De Wolfe was almost as impressed by the speed of the operation as by the ability of the assay master to value the quality of the bars. With many hundreds if not thousands of ingots to deal with in two days, the rapidity of the process was remarkable. The calling out of the weights, the clang of the bar into the weighing pan and the steady pounding of the hammers as they embossed the tin were almost hypnotic.
Outside the ropes there was now equally frantic activity, as tinners and porters hurried back and forth across the square with piles of bars, fetching them for assay and returning them to the stacks at the edge of the roadway. Mugs of ale and cider were ferried across to the coining team, as were loaves and pasties, so that the labouring officials could grab a bite or swig from a drink between their incessant handling of the black metal.
After a few minutes, de Wolfe noticed that the sheriff, who had so far ignored him, seemed restive, and soon afterwards he left the enclosure with Morin and two men-at-arms and vanished up the high street, no doubt to seek refreshment in one of the taverns.

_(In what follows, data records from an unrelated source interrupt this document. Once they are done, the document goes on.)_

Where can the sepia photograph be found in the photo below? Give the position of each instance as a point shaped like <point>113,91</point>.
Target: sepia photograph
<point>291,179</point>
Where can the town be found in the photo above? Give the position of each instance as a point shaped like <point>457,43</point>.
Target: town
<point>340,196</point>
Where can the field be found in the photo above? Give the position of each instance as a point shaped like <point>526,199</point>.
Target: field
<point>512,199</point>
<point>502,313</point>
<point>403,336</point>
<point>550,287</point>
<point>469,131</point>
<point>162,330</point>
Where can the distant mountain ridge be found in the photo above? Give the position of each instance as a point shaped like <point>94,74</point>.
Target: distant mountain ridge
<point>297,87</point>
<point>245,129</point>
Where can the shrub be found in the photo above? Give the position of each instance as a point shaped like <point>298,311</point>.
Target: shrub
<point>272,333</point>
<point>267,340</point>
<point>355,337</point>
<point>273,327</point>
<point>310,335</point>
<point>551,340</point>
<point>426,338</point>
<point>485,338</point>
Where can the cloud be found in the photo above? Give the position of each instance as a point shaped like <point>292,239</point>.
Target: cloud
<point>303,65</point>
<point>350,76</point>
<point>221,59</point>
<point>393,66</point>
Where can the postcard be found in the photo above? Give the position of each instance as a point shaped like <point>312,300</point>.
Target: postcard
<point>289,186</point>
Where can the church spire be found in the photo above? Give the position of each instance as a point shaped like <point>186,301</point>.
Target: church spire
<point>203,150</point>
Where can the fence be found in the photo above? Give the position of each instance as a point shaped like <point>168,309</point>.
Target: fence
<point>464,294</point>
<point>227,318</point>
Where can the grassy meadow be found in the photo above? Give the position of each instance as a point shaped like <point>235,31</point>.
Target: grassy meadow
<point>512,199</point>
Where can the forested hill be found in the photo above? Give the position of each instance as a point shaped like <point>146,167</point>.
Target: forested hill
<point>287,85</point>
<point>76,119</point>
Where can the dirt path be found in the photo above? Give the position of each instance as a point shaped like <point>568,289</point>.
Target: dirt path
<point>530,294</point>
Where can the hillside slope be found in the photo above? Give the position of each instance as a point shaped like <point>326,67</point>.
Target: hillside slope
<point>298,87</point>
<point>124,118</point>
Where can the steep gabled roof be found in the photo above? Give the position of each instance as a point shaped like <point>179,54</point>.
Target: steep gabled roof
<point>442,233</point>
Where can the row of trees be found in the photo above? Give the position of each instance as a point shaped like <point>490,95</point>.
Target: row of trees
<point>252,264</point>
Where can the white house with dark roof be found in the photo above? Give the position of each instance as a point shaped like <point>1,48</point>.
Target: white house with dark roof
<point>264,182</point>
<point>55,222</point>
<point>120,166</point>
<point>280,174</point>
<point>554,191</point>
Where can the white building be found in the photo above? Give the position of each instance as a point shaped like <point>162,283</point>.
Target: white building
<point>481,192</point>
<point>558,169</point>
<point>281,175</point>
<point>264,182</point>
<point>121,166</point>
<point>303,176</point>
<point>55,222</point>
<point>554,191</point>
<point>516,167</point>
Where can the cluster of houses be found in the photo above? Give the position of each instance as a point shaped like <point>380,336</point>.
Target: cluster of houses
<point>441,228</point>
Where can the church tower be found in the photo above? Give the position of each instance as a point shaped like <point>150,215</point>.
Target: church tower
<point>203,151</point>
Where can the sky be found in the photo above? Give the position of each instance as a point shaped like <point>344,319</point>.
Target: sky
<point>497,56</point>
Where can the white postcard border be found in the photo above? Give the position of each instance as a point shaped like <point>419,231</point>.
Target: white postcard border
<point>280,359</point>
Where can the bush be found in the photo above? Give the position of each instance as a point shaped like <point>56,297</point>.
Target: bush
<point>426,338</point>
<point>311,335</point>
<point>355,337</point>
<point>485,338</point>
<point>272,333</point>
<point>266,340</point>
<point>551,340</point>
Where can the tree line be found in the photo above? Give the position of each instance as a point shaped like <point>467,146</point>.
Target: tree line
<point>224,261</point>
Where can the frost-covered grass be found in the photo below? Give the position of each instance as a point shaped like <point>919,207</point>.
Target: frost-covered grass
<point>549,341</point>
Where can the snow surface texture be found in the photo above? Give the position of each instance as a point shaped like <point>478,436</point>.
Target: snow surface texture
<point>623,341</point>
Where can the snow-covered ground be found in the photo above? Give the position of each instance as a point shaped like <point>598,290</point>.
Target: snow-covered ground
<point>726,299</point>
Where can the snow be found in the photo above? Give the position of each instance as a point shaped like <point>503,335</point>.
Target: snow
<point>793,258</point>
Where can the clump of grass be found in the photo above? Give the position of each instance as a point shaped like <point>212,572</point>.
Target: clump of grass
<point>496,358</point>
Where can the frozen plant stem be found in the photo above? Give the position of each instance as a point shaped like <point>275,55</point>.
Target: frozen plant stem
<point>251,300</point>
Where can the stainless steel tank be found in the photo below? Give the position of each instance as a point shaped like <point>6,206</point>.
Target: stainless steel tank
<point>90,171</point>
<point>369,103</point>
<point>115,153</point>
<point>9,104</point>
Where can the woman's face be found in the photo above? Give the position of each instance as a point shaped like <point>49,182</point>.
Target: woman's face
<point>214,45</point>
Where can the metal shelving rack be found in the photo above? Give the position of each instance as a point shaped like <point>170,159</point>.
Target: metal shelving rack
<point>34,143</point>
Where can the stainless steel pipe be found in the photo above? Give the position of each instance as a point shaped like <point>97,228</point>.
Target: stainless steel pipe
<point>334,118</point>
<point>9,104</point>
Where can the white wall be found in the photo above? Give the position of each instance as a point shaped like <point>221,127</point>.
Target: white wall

The novelty of watching the coinage soon palled on John, too, and he turned to Gwyn to give him his orders. ‘I must go back to Exeter this morning. I’ll take Thomas with me, but you must stay until the coinage has finished tomorrow. I’m told the sheriff is going to stay until the end, to emphasise his role as Lord Warden, so maybe you can ride back with Gabriel and his men behind de Revelle and the constable.’
‘What do you want me to do here?’ asked Gwyn, quite happy to spend a day and a night in a town with six ale-houses.
‘Just keep your eyes and ears open, especially in the taverns. Drink loosens tongues and I want to know what the tinners are saying about these killings. The answer must surely be up here in Chagford, not in the city. But I can’t spend all my time here — there’s other work at home, to say nothing of my wife’s tongue.’
Turning his back on the banging, shouting and clanging, de Wolfe took Thomas to retrieve their horses from the side-street, then to collect Matthew and Peter Jordan from the Knapman house ready for the ride to Exeter. He left his officer without a thought for his well-being: after all, Gwyn was more than capable of looking after himself in most situations.